Monday, May 18, 2009

Domestic bliss

"Is it only three months since I left home? Seems longer."
"That's probably the boredom. Don't worry, I'm sure the next 40 to 50 years will just fly by."

Tuesday, March 31, 2009

Moving in

The honeymoon is over, literally, and now begins the process of acquiring bookshelves and an extra wardrobe and all that sort of thing. I had actually been keeping a lot of CK's things in storage for a while, so the volume of stuff in the flat has not greatly increased; however, it does need to be rearranged so that it can be got at conveniently. There is not a lot of space on the living room floor at the moment, as a result.

Our honeymoon led to me driving a little over 900 miles in a week. It turns out that you can pull this off in a country 600 miles long, if you are forced by your relatives living inconveniently far away from each other to essentially do a lap of the nation.
It was not bad really. A couple of days loafing at home and walking the dog (with afternoons out to Cambridge and St Alban's). Two and a half days in London, doing all the usual tourist photos. Meeting up with old uni and school friends in pubs in Hitchin and London.

The only real mishap was when we tried to leave Yorkshire -- the car didn't like this. The plan was to head over the Snake Pass and spend the day in Liverpool, having stayed overnight with my aunt and uncle in Sheffield. However, as we approached the Derbyshire border, something went terribly wrong and we suddenly had the kind of engine note that does not bode well, especially in the Peak District, which has enough long climbs at the best of times.
So instead we were forced to spend the afternoon in Sheffield, which was not too bad really, while a garage in Crosspool replaced a section of the exhaust system. The most expensive section going, I would note, containing the catalytic converter.
At any rate, we were able to cross the pass in daylight, so we still got the nice scenery to look at, even if we didn't get the chance to catch up with Stephen.

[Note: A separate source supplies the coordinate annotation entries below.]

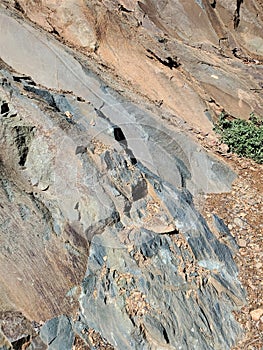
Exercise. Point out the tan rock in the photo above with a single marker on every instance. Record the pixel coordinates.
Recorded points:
(242, 243)
(256, 314)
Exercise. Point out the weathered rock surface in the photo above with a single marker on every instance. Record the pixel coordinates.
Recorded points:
(100, 239)
(199, 56)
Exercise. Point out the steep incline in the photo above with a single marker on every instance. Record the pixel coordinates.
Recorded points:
(101, 244)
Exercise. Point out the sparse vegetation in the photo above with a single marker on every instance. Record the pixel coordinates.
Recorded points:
(244, 137)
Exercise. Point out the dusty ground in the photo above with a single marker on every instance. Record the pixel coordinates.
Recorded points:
(242, 210)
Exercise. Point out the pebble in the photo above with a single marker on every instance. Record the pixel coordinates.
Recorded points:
(242, 243)
(258, 265)
(238, 222)
(256, 314)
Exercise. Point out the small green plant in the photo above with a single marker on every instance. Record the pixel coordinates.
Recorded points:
(244, 137)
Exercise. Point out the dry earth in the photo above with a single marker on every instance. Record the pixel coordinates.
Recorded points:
(130, 42)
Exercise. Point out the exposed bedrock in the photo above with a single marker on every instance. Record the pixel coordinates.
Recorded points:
(101, 244)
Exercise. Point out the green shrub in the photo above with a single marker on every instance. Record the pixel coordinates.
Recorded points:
(244, 137)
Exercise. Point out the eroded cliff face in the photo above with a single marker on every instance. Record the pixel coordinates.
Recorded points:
(101, 244)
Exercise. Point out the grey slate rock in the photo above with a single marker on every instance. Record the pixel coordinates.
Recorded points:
(58, 334)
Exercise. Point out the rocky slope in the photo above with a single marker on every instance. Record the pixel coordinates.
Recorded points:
(101, 243)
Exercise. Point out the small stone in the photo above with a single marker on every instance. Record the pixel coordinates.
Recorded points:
(258, 265)
(242, 243)
(224, 148)
(238, 222)
(68, 114)
(256, 314)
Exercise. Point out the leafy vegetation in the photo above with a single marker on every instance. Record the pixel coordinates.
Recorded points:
(244, 137)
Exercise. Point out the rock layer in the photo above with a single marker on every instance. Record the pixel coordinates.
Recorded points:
(100, 240)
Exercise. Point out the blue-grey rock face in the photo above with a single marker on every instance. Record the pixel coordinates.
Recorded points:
(99, 233)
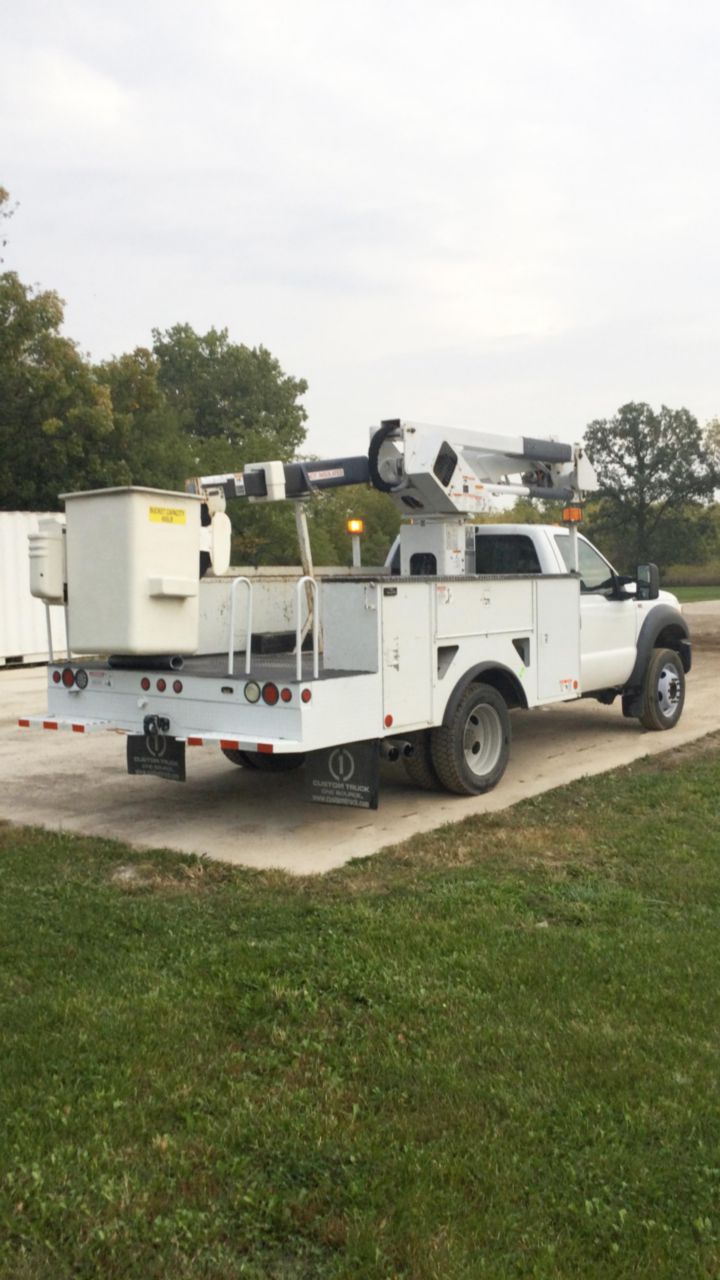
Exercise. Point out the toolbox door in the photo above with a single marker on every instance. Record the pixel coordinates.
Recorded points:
(408, 654)
(557, 638)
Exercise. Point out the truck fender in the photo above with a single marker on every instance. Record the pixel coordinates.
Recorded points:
(669, 626)
(491, 673)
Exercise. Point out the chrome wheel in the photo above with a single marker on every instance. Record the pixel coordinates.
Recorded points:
(669, 690)
(482, 739)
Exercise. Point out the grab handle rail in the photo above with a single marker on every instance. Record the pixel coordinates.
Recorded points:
(238, 581)
(311, 585)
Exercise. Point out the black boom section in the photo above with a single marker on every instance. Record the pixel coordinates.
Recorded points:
(546, 451)
(301, 478)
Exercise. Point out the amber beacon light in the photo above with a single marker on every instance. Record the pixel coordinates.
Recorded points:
(355, 528)
(573, 515)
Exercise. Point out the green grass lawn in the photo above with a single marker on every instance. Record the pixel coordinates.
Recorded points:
(688, 594)
(490, 1052)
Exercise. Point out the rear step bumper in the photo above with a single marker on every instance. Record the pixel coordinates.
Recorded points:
(273, 745)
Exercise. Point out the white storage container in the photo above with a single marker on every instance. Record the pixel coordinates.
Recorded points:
(133, 571)
(23, 629)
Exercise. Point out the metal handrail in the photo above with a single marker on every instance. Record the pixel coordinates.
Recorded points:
(310, 583)
(247, 626)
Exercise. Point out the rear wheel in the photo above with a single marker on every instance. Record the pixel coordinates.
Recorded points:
(265, 763)
(419, 767)
(664, 690)
(470, 752)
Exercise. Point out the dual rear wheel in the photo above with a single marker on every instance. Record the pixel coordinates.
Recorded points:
(466, 755)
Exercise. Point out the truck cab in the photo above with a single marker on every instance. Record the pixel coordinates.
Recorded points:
(611, 613)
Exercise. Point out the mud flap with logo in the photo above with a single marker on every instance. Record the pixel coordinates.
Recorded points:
(346, 775)
(156, 754)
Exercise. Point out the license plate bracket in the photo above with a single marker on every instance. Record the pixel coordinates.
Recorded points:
(156, 755)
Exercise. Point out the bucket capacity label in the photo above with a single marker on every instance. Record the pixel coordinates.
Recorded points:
(167, 516)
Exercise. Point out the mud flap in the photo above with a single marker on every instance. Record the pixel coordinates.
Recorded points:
(158, 755)
(347, 775)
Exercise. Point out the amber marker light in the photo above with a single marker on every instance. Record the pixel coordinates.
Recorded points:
(573, 515)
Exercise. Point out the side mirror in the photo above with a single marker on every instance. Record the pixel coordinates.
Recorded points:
(648, 583)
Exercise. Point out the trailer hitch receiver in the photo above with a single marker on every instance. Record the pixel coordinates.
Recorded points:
(155, 725)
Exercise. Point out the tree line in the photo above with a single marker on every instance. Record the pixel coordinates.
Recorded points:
(197, 403)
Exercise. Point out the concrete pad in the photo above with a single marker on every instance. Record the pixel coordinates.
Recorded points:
(80, 784)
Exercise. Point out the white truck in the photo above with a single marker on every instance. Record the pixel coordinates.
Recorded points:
(422, 661)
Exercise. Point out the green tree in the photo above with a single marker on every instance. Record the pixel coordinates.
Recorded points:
(236, 405)
(147, 440)
(656, 478)
(55, 417)
(235, 402)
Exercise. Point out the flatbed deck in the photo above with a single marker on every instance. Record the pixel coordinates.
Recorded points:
(279, 667)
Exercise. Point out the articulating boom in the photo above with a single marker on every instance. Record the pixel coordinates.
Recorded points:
(427, 470)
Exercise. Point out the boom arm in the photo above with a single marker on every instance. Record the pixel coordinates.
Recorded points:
(432, 470)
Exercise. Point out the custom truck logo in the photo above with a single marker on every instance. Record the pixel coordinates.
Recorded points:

CK had some trouble with the potato-heavy diet, prompting her at one point to exclaim "Don't you guys ever eat rice?" but otherwise it was all fine. As well as seeing relatives and friends, I also got the chance to visit places I'd never bothered to before (e.g. Stonehenge, Salisbury... er, Birmingham). Which was nice.
And now I'm back in Hong Kong, so I don't have to do any more driving for a long time.